To answer your question, you’re right. Sort of. First off, I’d tell your hubby, “Look babe, one of us needs to stay home with the children so they can feel loved and don’t become dregs on society later. I’d like to do it, but if you really want to, we can talk about it.” Provided he doesn’t want to be Mr. Mom, then follow that up with this: “Maybe if you had a better-paying job, we could afford our stretched lifestyle. So instead of me getting a second job, why don’t you man up and find better work. Either that or cut spending. Or both. I’m willing to lay off unnecessary purchases for the future of our child if you are.”
You might want to soften that up a bit, especially the “man up” part. But the important thing is you want to show your husband that you’re willing to sacrifice and hope that he will as well to make things work. Now obviously, you flip-flopped on your promise like Mitt Romney would universal healthcare—offer an olive branch, will ya?—but I suspect that’s not why your husband is mad. I suspect he is a lot like me early in my marriage.
Fresh out of college (Go, Cougars!), I was the co-owner of a humble little company. To give my business a fighting chance, I only paid myself and my partner (Hi, Robert!) a measly $1000 each per month. My wife made a lot more than me. When she decided it was time for a baby, I was a little reluctant, because I, like your husband, was insecure about providing for my family. Nevertheless, I shot and scored. My wife’s lower abdomen started to bulge. Shortly thereafter, we gave birth to a slimy underdeveloped mammal.

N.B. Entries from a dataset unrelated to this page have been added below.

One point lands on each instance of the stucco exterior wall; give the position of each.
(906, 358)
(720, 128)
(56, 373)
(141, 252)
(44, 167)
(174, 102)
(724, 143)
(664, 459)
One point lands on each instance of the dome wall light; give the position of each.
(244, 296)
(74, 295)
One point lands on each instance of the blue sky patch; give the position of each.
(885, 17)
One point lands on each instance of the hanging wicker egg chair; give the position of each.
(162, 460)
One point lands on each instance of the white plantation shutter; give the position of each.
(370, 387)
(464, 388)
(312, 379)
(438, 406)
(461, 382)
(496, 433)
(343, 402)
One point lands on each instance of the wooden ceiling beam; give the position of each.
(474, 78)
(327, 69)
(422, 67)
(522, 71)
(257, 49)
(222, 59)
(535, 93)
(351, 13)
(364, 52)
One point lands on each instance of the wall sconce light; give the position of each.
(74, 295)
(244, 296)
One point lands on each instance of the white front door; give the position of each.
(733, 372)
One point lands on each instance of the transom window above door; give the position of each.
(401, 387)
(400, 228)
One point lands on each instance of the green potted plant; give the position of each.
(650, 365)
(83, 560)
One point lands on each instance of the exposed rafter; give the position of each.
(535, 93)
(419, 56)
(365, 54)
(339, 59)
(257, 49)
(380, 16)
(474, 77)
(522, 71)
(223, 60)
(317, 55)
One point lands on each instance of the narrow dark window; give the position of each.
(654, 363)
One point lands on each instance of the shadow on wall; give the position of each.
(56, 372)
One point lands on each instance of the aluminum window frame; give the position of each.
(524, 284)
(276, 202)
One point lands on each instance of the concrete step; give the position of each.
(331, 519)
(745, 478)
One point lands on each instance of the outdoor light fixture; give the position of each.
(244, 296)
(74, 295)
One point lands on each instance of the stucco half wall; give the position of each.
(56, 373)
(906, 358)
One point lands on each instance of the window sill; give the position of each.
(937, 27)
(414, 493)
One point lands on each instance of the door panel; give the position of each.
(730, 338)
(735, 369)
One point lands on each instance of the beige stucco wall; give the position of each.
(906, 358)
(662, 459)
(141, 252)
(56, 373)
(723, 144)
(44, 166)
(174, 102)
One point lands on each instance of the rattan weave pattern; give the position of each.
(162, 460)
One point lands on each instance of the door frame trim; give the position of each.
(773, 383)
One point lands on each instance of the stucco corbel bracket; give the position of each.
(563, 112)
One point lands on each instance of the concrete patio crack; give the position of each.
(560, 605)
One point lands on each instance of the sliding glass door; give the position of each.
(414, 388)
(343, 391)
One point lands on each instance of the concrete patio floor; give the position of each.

A few weeks later, I got panicky again and told my wife she needed to return to work. Her stern reply: “Smooth Harold—I can call you Smooth Harold, can’t I?—it is YOUR responsibility to provide for our family.” She was right. Since my wife and I are both Mormon, we believe that one parent needs to stay home with the children in their formative years, preferably the mother since they’re more nurturing than absent-minded husbands. Conversely, since it’s still a man’s world our there, husbands are usually more marketable when it comes to chasing paper (I said “usually,” feminists, stay off my back), so we both decided to play traditional roles.
That being the case, I did, in fact, man up after she put me in my place. We had to make sacrifices to make it work. We haven’t been able to do everything we wanted adventure- or purchase-wise. Nevertheless, we’ve lived very rich lives so far. Moreso after having kids than before. True story.
Now, the reason I said you are “sort of” right, is that you need to be willing to support your husband in his new role as sole provider of the family, if that’s what you really want. That might mean no behind-his-back shopping, no useless $300 video baby monitor, no wipe warmer, no full-size SUV or VAN when a single child or two can easily fit in the backseat of a car, and no ginormo house so you can keep up with the Joneses.
Got it? Enjoy.
Maybe she was earning more than he is.